Tus functionality was tested on Tus-containing gels by incubation with varying proportions of fluorescein (FAM) labelled Ter DNA and Cy5 labelled non-specific DNA, washed three times with incubation buffer and the gel fluorescence analysed by a fluorescence plate reader showing that Tus is functional and accessible to its cognate DNA ligand in the presence of a non-related DNA sequence. PG2: fluorescence data for PG2, PG4: fluorescence data for PG4 self-assembled at 40 °C followed by overnight incubation and treatment with DNA at 40 °C for 30 min and left at r.t. overnight. (A) 25% FAM-DNA + 75% Cy5-DNA; (B) 50% FAM-DNA + 50% Cy5-DNA; (C) 75% FAM-DNA + 25% Cy5-DNA; (D) 100% FAM-DNA; (E) PG2 in incubation buffer without DNA; (F) negative control: PG1 gel incubated with 100% FAM-DNA.

Fig. 4

Fluorescence microscopy image using FITC green fluorescence filter of gel PG2 treated with FAM-DNA showing specific binding of Ter-DNA to the Tus-containing hydrogel. Magnification 100× (scale bar: 100 μm).

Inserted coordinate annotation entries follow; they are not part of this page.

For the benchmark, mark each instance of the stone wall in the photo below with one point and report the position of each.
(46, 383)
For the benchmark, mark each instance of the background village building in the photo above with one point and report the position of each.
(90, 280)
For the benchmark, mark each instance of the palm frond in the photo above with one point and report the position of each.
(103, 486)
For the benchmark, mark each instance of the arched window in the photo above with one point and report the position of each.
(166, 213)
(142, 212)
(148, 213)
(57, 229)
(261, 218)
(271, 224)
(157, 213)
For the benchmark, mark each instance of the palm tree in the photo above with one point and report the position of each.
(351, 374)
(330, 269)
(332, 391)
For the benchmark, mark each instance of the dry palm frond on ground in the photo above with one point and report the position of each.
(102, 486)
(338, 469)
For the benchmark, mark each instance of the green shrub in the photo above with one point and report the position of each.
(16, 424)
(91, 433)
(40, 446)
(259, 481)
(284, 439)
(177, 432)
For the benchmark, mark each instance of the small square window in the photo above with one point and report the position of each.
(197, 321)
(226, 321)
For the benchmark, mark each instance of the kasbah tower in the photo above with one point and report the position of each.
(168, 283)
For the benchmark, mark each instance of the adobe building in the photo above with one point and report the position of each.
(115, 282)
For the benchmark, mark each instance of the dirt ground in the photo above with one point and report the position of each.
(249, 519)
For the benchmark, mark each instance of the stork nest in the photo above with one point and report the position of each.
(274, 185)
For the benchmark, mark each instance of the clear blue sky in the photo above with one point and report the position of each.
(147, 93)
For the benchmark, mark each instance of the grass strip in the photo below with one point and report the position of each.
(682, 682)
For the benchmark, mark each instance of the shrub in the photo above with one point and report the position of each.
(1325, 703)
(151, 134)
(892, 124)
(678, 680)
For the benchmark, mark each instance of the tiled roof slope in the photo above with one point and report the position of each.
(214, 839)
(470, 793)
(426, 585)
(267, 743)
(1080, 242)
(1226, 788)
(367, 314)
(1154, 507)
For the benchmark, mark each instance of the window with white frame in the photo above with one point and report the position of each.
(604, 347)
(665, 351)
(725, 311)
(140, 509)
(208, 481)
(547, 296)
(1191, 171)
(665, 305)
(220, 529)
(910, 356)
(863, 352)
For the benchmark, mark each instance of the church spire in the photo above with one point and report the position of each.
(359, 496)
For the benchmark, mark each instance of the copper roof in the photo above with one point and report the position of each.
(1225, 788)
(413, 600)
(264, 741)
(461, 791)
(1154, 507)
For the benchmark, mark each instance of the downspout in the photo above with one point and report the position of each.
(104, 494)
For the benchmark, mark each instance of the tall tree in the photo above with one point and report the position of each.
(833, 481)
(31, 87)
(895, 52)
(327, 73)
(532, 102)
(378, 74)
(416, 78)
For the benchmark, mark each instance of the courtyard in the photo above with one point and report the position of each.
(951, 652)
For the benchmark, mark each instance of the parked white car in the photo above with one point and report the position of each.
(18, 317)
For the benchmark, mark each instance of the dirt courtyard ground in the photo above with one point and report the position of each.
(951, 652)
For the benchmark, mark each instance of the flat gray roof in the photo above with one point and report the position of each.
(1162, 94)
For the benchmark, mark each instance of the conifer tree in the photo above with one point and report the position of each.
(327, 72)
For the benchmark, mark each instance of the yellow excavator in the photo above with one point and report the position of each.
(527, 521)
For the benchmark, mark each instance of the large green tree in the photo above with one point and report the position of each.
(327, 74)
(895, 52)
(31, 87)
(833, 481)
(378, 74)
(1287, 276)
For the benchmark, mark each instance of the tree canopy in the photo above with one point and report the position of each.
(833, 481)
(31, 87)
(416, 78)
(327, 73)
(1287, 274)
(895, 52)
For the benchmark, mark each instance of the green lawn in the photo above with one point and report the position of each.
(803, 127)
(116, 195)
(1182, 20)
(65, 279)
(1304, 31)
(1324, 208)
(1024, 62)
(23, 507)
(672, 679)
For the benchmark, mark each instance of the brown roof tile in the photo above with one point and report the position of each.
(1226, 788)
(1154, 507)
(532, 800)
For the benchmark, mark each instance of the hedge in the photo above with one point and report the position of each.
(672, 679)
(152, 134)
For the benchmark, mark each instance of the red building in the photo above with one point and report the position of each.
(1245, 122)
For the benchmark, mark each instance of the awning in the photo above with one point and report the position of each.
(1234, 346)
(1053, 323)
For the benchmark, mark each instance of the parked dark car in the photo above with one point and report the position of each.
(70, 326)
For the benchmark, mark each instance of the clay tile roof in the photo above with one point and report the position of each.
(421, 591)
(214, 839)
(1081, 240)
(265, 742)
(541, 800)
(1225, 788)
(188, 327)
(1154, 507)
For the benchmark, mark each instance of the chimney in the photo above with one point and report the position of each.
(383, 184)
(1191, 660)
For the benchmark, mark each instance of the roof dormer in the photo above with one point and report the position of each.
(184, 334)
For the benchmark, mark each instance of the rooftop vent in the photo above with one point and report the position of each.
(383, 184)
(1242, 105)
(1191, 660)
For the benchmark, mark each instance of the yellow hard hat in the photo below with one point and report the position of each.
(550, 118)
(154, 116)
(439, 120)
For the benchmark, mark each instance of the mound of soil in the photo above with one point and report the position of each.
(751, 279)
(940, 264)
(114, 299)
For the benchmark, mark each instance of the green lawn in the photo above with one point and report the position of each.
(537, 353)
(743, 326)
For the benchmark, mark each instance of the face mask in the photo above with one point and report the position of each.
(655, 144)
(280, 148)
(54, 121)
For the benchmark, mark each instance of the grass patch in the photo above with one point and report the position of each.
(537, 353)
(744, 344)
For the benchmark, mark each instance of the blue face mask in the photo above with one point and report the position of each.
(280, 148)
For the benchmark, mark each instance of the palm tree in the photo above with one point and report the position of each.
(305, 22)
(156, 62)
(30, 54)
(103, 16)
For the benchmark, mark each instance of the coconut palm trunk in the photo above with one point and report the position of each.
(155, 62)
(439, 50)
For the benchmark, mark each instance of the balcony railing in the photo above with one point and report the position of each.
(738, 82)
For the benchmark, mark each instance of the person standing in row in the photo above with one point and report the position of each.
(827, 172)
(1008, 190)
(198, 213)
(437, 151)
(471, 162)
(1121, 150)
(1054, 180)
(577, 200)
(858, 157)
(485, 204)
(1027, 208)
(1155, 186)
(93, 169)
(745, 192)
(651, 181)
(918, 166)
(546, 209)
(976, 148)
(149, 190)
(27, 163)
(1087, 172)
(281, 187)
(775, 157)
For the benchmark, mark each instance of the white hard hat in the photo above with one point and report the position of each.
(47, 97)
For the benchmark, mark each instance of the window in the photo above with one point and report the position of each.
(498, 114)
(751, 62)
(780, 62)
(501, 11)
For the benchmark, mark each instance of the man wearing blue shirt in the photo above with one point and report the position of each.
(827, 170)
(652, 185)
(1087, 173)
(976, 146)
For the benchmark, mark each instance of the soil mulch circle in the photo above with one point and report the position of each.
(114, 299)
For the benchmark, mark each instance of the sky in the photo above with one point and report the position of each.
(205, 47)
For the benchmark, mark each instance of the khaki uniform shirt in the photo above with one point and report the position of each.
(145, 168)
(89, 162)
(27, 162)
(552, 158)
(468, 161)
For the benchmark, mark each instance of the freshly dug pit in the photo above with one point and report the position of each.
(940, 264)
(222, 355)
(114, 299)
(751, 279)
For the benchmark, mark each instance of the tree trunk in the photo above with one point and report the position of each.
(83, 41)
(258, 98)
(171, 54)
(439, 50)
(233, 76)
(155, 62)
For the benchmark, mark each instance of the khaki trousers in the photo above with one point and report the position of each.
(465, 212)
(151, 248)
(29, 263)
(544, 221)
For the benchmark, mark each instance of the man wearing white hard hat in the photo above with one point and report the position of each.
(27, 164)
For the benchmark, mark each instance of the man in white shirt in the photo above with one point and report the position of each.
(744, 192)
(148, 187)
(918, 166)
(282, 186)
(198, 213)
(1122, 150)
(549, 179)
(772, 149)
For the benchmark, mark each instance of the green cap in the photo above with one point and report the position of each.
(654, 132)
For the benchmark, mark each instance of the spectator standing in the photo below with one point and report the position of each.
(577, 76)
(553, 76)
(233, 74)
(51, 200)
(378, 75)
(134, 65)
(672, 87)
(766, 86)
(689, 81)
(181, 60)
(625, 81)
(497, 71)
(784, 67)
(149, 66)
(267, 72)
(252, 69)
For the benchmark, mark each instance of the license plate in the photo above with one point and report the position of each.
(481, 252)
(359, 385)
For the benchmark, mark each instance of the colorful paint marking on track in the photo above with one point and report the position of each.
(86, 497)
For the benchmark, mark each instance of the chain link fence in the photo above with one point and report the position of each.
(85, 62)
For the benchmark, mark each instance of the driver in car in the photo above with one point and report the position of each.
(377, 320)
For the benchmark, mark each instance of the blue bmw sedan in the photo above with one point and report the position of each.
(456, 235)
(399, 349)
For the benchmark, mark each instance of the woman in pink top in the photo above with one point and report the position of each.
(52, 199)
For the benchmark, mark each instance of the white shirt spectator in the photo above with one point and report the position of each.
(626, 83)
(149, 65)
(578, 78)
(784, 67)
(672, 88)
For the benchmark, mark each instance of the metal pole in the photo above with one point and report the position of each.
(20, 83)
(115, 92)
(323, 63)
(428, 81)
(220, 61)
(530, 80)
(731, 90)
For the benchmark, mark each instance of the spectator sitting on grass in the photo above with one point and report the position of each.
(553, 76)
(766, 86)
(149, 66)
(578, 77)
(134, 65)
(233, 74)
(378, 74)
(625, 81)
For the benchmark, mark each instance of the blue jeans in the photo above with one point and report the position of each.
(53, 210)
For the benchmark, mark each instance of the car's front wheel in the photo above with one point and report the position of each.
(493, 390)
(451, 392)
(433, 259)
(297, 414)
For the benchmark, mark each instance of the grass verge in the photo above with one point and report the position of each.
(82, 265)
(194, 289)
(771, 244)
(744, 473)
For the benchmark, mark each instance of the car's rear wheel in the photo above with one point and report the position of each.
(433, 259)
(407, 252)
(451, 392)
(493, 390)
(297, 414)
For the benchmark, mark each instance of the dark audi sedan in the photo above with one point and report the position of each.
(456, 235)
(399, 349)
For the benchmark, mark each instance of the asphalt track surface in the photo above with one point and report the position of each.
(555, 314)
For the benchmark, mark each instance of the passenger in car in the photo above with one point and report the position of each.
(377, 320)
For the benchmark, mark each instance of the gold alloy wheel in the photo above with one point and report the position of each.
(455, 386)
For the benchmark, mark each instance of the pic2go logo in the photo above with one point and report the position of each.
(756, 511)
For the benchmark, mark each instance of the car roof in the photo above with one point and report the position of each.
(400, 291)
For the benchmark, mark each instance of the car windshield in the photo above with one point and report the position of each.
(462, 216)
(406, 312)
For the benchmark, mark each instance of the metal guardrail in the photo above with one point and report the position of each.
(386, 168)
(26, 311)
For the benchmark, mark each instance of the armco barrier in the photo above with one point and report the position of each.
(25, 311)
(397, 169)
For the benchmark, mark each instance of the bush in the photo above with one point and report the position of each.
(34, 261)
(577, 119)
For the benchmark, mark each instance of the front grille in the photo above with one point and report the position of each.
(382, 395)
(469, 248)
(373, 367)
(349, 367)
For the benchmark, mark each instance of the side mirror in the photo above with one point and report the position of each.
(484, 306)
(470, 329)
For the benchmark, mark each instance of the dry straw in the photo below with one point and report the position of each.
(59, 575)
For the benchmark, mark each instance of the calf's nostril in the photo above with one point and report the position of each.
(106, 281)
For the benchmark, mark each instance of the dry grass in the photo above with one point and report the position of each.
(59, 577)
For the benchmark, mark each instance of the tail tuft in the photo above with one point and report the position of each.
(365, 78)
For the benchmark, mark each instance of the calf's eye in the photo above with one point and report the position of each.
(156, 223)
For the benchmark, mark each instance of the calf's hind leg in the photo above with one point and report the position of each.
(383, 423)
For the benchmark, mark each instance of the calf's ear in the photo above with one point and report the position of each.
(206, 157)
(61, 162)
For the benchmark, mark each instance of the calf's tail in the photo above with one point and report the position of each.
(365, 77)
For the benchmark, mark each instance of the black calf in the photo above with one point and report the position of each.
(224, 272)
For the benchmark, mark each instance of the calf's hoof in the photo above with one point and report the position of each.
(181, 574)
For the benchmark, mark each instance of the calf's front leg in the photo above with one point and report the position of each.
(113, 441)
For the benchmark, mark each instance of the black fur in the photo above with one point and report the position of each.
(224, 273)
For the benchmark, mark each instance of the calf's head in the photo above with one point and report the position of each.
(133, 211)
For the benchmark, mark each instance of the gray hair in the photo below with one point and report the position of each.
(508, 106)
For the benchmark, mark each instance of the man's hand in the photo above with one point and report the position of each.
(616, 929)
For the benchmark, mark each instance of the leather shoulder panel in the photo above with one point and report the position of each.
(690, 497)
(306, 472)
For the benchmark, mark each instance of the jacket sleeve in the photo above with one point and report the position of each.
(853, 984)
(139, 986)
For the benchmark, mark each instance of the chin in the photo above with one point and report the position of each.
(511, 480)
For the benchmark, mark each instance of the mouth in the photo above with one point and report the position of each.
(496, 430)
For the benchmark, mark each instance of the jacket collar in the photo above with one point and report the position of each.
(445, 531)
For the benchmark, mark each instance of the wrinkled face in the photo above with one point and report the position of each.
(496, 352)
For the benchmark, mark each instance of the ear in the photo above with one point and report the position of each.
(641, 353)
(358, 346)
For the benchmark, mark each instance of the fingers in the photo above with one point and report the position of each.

We proceeded further to similarly interrogate the PNIPAAm/Tus containing gel (PG4). To test if the polymer phase transition had an effect on protein functionality PG4 was self-assembled by heating at 40 °C for 30 min (T > LCST for PNIPAAm), then left to cool down to r.t. overnight. Afterwards, PG4 was treated with different mixtures of DNA + DNA as explained above, again heating at 40 °C for 30 min followed by further overnight incubation at r.t. with DNA. We reasoned that the ratio of P4/P5 would at least ensure interaction prior to gelation, which required overnight incubation. The fluorescence levels after washing with incubating buffer were similar to PG2 (Fig. 3) also displaying negligible levels of non-specific binding. These results confirmed that Tus was tolerant to the co-assembly with PNIPAAm-containing peptides.

Conclusions

We have successfully demonstrated the site-specific covalent attachment of a functional protein (Tus) onto an ionic-complementary self-assembling peptide hydrogel using Sortase A, as well as its ability to co-assemble both with unfunctionalised and unfunctionalised/peptide–polymer conjugated mixtures. Critically, the investigated protein remained functional and accessible in the final hydrogel, although the extent of this retention of functionality requires further investigation. We expect, in the future, to extend this principle to investigate other protein systems towards incorporating protein functionality on peptide hydrogels.